# Flys / Fly Rods / Fly Materials



## Zeitgeist (Nov 10, 2011)

Can anyone recommend a website, person or business that can help in the valuation of thousands of flys and numerous fly Rods. More so than a classified site. 

My girlfriend inherited these items and it is literally enough to open a store. I am talking tubs and tubs of flys and fly making materials. There is a full chester drawer of flys.


Her dad lived in Colorado so these are freshwater items.


I have posted this in a couple of areas but wanted to try here as well.


Thanks in advance


----------



## Joe. T. (Jun 7, 2008)

post up some pictures im sure some of us on here can help out.


----------



## Zeitgeist (Nov 10, 2011)

It will be in the thousands, I can do this next week. Here is just a couple we brought back.


----------



## justinsfa (Mar 28, 2009)

That top bucket is suitable for saltwater use, unless the hooks arent up to par. 

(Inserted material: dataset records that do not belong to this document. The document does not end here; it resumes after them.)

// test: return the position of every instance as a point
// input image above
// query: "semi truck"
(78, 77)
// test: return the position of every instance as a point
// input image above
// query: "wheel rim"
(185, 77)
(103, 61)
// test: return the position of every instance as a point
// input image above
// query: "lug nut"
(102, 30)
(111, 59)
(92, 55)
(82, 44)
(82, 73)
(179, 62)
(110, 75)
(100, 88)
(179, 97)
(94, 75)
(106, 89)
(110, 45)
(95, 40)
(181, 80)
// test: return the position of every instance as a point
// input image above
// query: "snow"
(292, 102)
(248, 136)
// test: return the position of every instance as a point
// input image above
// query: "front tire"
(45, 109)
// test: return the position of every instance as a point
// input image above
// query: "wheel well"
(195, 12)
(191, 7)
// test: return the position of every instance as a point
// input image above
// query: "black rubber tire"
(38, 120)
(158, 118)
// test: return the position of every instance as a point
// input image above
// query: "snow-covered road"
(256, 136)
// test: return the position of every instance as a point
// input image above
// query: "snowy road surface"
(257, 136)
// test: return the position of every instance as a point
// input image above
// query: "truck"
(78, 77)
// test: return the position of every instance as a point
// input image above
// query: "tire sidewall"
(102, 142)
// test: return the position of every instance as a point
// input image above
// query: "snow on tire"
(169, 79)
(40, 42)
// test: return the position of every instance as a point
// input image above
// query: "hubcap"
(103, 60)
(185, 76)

I inherited a similar situation... but mine are all hooks and materials.

When you find out, let me know.... I have so many **** saltwater hooks, I dont know what to do with them... lol

I need to sell what Ive got.


----------



## Bruce J (Jun 27, 2004)

Take some pictures of the fly rod tubes including the top cap as it usually contains information of the brand and model of the rods. The rods and reels could be worth anything from $50 each to several hundred and possibly more if he had some really high quality or vintage gear.

Is the stuff in the Houston area?


----------



## bpharris (May 21, 2012)

"Backwoods" in Ft Worth. 817-332-2423.

If there is anything that you're planning on throwing away, let me know and I'll take it. I started tying flies about a year ago and I'm always on the lookout for materials.


----------